As coisas seguem por si. A ilusão de que se têm controle dos atos, das decisões, da vida, enfim, é só mais um mecanismo criado pelo homem para tornar suportável sua existência nesse planetinha. Saber-se sob o total domínio do acaso (uma das mais perversas caras da Destino) - saber que nenhuma decisão tomada pelo seu superestimado intelcto humano fará diferença -, seria excruciante para a maioria das pessoas. Saber que não há livre-arbítrio e que todo e qualquer planejamento de vida é vão, jogaria a imensa maioria às fossas da loucura.

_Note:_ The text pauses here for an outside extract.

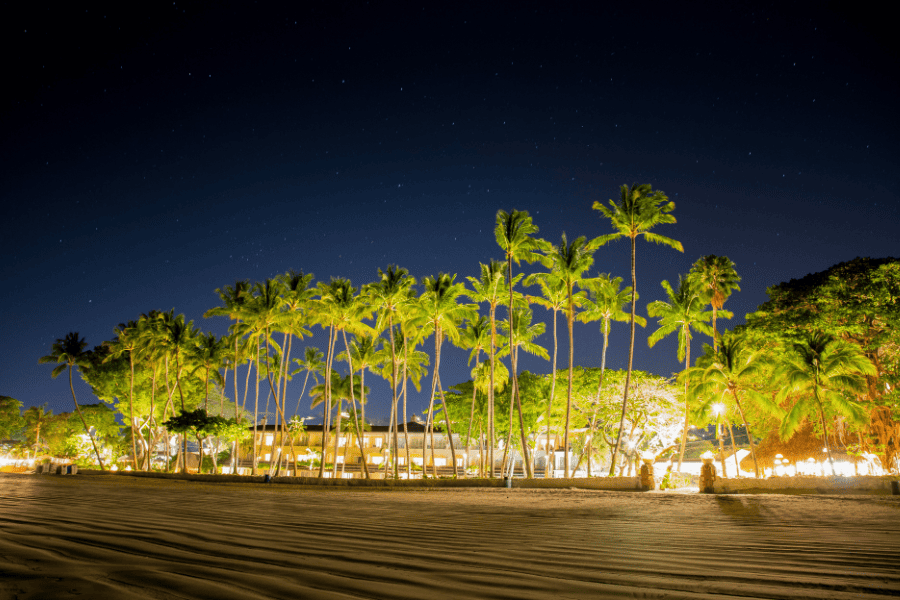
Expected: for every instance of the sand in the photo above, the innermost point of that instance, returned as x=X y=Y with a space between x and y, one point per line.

Para poucos, acredito ser o meu caso, descobrir o baldado de suas decisões, os lançam numa dicotomia de sentimentos. Por um lado, tira-lhes um fardo, o fardo de ficar pensando em como poderiam ser as coisas se tivessem agido diferente, tomado outras decisões : as coisas não poderiam ser diferentes, ou até sim, mas não por suas vontades. Suas decisões não são certas ou erradas, só são inúteis em conter a avalanche de merda quando ela vem. E ela sempre vem.
Por outro lado, já sinto um pouco disso, provoca-lhes um desconforto, o desconforto da indecisão, da dificuldade das pequenas escolhas.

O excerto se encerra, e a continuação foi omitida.